Aveva una voce profonda e calda, il tono però era piatto, sembrava controllato. Il suo modo di fare mancava di spontaneità, forse per l’imbarazzo della situazione, e non mi convinceva per nulla. Fortunatamente entrò Meredith, e l’atmosfera si fece meno pesante. Lei gli preparò qualche pancake e gli offrì un caffelatte, gli parlò con disinvoltura, il che non sembrava affatto naturale visto che non si conoscevano. Non l’unica ad essere di quell’idea, anche Brad sembrava non capire quel modo così aperto di relazionarsi, difatti le sue erano risposte brevi e distaccate. L’atteggiamento che Red assumeva con i ragazzi era sempre lo stesso, e ciò si verificava perché fondamentalmente non le importava delle sue avventure. Si divertiva con una tale serenità da farlo sembrare semplice. Per me non lo era mai stato, non mi era possibile fare una scappatella con un qualsiasi uomo conosciuto al locale, qualsiasi mio rapporto con il sesso opposto doveva essere dettato da sentimenti, non era fattibile diversamente.

Durante la colazione notai un curioso simbolo tatuato sulla mano destra del moro, e mi fermai ad osservarlo, certa di averlo già visto ma incapace di ricordarmene il significato. Red e Brad sembrarono rendersi conto della mia concentrazione riposta sulla mano di lui e smisero di parlare, aggrottando le sopracciglia nel tentativo di capire cosa stessi facendo. Me ne accorsi e scossi la testa un paio di volte. Nel tono più disinvolto che riuscissi a simulare diedi una spiegazione:
“Oh nulla, un bel tatuaggio”.
Red scrollò le spalle, alzandosi subito dopo per andare a sistemare i fornelli. Brad invece, in un primo momento seguì Red con lo sguardo, poi rivolse a me un mezzo sorriso.
“Ti ringrazio, è un tatuaggio importante”.
Annuii non sapendo che altro aggiungere, e probabilmente ciò lasciò trapelare l’imbarazzo che stavo provando, perché il sorriso di Brad si ampliò, come se trovasse divertente il fatto che sembrassi un po’ impacciata. Scelsi quel momento per tagliare la corda, frettolosamente salutai entrambi e mi rintanai in camera, maledicendomi per essere così tremendamente timida. Seduta sul letto a gambe incrociate con in grembo Tender is the night di Fitzgerald, tentai di leggere qualche pagina, ma continuava a tornarmi in mente quel ragazzo, la one night stand di Red.
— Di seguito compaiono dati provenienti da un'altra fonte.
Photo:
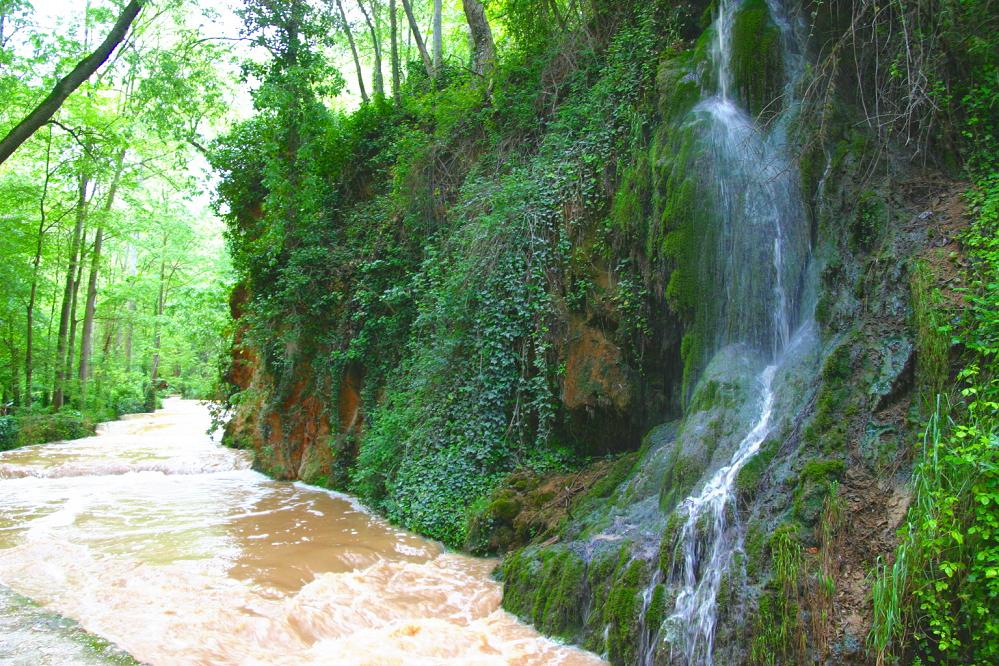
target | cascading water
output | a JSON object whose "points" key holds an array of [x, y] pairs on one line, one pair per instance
{"points": [[760, 257]]}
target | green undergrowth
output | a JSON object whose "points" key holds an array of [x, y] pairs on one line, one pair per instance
{"points": [[935, 601], [436, 248], [39, 428]]}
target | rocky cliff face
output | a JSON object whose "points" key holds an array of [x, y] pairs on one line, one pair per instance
{"points": [[588, 350]]}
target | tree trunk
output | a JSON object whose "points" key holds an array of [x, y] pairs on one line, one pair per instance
{"points": [[58, 388], [15, 371], [482, 37], [87, 338], [353, 50], [66, 85], [394, 49], [73, 321], [377, 82], [29, 340], [438, 38], [415, 29], [154, 373]]}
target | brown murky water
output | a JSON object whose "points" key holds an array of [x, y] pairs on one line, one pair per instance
{"points": [[155, 538]]}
Perché? Nel disperato tentativo di pensare ad altro mi fiondai sotto la doccia, sperando che l’acqua calda mi cullasse e mi svuotasse la mente, e in quei venti minuti di serenità ci riuscì. Nelle giornate successive però, di tanto in tanto, i miei pensieri ricaddero sulla mattina successiva a quella sera tra coinquiline, e una parte di me iniziò a provare il desiderio di rincontrarlo, magari in un mondo parallelo, in un mondo dove io ero Red e senza problema alcuno mi ritrovavo a casa di Brad, avvolta tra le sue braccia.